第一部 第八章 白鯨
東京湾沿いではいくつもの釣り場があり、本来なら釣好きの輩や家族連れなどでにぎわっているはずだった。 その日は例の公園のように次第にいろいろな着のみ着ままのいろいろな人がぽつりぽつりと現れ始め、そしてお昼過ぎにはその巨木を眺める人たちでいっぱいになっていた。 やはりどの人も同じように羨望の目を持って眺めているだけだった。
同じ頃、船着き場で夜中の二時過ぎころからその日の沖釣りの準備を始めていた釣屋の人々はその奇妙な人の群れと巨木に挟まれたようになってなんとも居心地が悪い思いだった。 その日に予定した客は現れず、その代わりにパジャマ姿の主婦や裸の男女やスーツ姿のサラリーマンやらが別段何をするわけでもなく、船着き場を埋め尽くし始めていたからだ。

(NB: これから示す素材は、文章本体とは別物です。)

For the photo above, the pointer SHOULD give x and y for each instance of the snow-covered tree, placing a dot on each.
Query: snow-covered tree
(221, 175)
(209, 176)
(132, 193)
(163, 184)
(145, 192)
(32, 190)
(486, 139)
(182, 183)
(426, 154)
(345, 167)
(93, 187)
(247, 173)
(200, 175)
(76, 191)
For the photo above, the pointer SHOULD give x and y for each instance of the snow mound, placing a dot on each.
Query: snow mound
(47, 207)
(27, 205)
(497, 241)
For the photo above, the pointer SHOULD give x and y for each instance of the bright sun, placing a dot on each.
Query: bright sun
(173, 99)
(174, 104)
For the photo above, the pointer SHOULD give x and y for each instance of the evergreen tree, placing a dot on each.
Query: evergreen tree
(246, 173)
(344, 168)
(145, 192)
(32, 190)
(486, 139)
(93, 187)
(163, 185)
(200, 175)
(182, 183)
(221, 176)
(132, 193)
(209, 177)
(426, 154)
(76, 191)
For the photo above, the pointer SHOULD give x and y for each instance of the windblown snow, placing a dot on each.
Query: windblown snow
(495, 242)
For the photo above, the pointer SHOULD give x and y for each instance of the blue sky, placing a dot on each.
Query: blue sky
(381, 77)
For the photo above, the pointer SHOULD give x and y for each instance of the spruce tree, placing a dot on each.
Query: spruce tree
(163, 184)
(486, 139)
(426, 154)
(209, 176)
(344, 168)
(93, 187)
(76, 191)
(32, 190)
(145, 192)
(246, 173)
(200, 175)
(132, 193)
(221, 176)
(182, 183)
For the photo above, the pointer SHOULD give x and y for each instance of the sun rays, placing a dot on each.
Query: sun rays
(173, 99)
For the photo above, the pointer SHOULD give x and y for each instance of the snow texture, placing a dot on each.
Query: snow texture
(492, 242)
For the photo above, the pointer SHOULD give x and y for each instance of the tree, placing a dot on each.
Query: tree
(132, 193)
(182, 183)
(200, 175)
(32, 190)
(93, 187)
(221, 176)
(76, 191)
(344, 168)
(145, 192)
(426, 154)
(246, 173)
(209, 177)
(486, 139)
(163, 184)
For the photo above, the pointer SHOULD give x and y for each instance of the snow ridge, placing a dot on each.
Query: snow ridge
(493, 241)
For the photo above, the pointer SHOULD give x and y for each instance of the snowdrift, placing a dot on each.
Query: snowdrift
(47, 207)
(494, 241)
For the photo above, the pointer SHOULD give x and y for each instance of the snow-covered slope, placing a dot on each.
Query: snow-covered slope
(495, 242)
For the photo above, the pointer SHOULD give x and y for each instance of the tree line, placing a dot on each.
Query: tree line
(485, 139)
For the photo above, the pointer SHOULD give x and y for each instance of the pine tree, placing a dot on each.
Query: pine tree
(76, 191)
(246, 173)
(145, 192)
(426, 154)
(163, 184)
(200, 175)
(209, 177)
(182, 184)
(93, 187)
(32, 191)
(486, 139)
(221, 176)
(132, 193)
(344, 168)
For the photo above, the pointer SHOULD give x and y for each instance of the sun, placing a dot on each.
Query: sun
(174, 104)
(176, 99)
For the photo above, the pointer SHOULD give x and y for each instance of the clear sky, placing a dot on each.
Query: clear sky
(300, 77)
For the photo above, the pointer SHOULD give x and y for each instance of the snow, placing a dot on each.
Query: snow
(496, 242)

早朝から来ていた釣屋達はそばの何人にかに声をかけてみたが、返事はなかった。 自分たちもその巨木には興味というか驚愕していたのは事実だったが、それをずっと眺めていようとは思わなかった。
その中にもう船着き場で仕事をして半世紀になろうという老人、ハブという人物がいた。
若い時に沖縄からやってきたとかで、今でも沖縄産のハブ酒ばかり飲んでることからハブさんとあだ名がついて、本名は誰も知らないし聞いたこともなかった。 そのハブさん、仕事ぶりはというといい加減と言うよりは気まま営業で本当に釣り好きの人の予約しか入れないし、第一ほかの人から見ればただの酔っ払いにしか見えないから、知らない人は近づかなかった。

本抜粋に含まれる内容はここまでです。